Et cette fois-ci, comment cela peut-il se passer ?

Matignon abrite désormais une ancienne PDG de la Ratp, ministre des Transports au moment de la réforme de la SNCF, ministre du Travail pendant le Covid...
Il est sûr qu’Elisabeth Borne part avec un meilleur sac à dos social et politique que le juppéiste Philippe.
C’était d’ailleurs écrit sur la fiche de poste après la réélection d’Emmanuel Macron. Un ancien premier ministre de Jacques Chirac m’avait alors confié : cela ne peut être qu’elle, Macron n’a pas le choix, elle sait parler avec les syndicalistes.

Mercredi dernier, à l’Elysée, les participants au diner organisé par Emmanuel Macron ont expliqué qu’on n’avait pas trop entendu la première ministre qui parlait tout bas.
En revanche, c’est bien elle qui a placé les limites du débat.
C’est elle par exemple qui a dit à l’Agence France presse que la réforme des retraites dont la concertation commence demain avec les syndicats, serait votée avant la fin de l’hiver, histoire de laisser le plus de temps possible à la discussion.
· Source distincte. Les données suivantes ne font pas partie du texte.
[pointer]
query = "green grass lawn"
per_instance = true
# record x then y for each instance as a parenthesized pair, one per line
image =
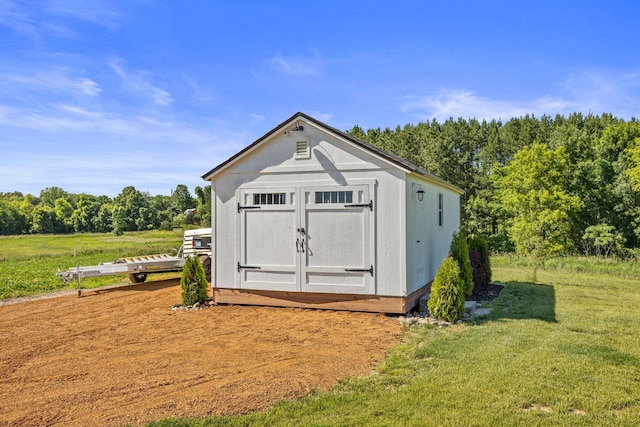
(562, 351)
(28, 264)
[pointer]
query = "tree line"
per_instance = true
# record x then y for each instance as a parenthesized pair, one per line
(57, 211)
(541, 186)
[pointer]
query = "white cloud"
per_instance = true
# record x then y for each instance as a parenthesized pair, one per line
(585, 91)
(137, 82)
(11, 17)
(55, 79)
(99, 12)
(466, 104)
(296, 66)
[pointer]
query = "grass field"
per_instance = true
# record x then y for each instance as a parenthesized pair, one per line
(563, 351)
(28, 264)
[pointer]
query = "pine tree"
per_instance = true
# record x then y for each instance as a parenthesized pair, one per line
(193, 282)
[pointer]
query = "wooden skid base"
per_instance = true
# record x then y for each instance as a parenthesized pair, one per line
(348, 302)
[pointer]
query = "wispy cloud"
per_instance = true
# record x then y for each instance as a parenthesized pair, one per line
(138, 82)
(99, 12)
(466, 104)
(587, 91)
(60, 79)
(13, 18)
(52, 17)
(297, 66)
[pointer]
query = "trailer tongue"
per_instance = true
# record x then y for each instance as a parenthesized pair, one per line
(196, 243)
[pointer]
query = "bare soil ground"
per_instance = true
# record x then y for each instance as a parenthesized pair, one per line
(121, 356)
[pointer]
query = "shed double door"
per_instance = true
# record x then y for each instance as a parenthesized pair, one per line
(308, 239)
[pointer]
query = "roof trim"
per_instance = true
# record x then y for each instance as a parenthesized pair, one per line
(372, 149)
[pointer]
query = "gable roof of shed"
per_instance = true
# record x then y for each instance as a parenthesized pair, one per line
(395, 160)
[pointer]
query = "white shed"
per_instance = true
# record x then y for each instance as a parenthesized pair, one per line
(309, 216)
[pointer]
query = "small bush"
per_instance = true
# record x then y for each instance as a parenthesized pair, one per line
(480, 262)
(447, 293)
(194, 282)
(460, 253)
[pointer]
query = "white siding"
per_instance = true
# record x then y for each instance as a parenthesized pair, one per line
(428, 242)
(408, 244)
(331, 163)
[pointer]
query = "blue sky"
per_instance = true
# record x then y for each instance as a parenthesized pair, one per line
(97, 95)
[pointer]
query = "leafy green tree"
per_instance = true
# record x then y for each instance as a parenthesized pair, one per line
(204, 205)
(193, 282)
(64, 212)
(601, 239)
(49, 195)
(131, 201)
(119, 220)
(541, 210)
(446, 301)
(182, 199)
(633, 171)
(103, 222)
(480, 261)
(12, 221)
(86, 209)
(43, 220)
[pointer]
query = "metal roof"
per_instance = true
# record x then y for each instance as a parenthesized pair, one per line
(397, 161)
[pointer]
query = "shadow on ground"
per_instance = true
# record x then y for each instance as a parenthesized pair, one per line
(525, 300)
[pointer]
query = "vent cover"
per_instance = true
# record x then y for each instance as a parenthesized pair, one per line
(302, 149)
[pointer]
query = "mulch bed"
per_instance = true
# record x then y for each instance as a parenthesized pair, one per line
(486, 293)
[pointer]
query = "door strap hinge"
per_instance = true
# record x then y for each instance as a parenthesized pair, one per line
(360, 270)
(240, 207)
(247, 267)
(362, 205)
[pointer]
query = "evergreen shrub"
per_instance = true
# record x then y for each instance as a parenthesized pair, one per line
(480, 261)
(446, 301)
(460, 253)
(193, 282)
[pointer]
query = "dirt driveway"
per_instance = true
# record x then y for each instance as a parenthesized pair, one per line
(122, 356)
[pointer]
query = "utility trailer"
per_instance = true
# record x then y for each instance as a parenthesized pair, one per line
(195, 243)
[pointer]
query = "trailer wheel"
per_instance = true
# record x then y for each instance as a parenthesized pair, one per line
(206, 265)
(138, 277)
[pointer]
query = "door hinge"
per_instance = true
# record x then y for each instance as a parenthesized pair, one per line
(360, 270)
(247, 267)
(361, 205)
(240, 207)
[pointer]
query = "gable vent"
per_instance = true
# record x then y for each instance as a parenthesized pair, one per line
(302, 149)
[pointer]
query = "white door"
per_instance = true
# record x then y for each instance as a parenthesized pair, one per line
(339, 240)
(307, 240)
(268, 224)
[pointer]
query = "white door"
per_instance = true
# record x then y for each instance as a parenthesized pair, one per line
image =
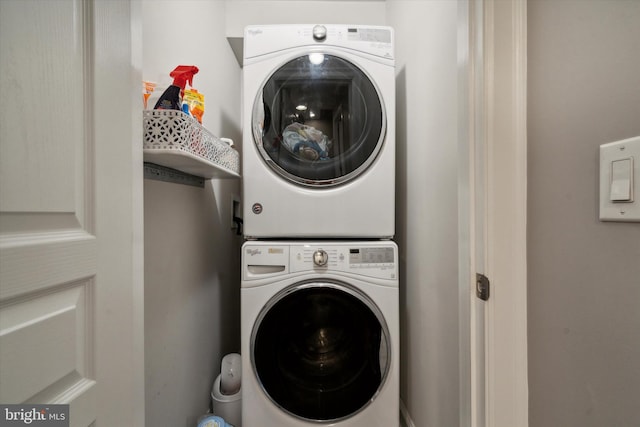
(70, 211)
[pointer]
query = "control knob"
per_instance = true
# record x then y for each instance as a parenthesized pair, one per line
(320, 258)
(319, 33)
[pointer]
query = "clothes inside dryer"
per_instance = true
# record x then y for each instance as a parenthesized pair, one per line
(319, 120)
(321, 351)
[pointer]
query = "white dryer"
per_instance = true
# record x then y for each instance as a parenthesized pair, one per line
(318, 131)
(320, 334)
Mais ça va changer quelque chose ?

Le paradoxe, c’est que la méthode d’Elisabeth Borne est sans doute moins brutale que celle d’Edouard Philippe. Mais la réforme des retraites qu’elle porte, avec recul de l’âge légal à 64 ou 65 ans, l’est symboliquement beaucoup plus que la réforme de retraites à points. A voir si la première ministre devra elle aussi passer par un 49.3 à l’Assemblée.
Pour les nostalgiques d’Edouard Philippe, il n’est pas utile de rappeler qu’il y a quasiment un an jour pour jour, celui-ci avait évoqué un âge de départ à la retraite à 67 ans.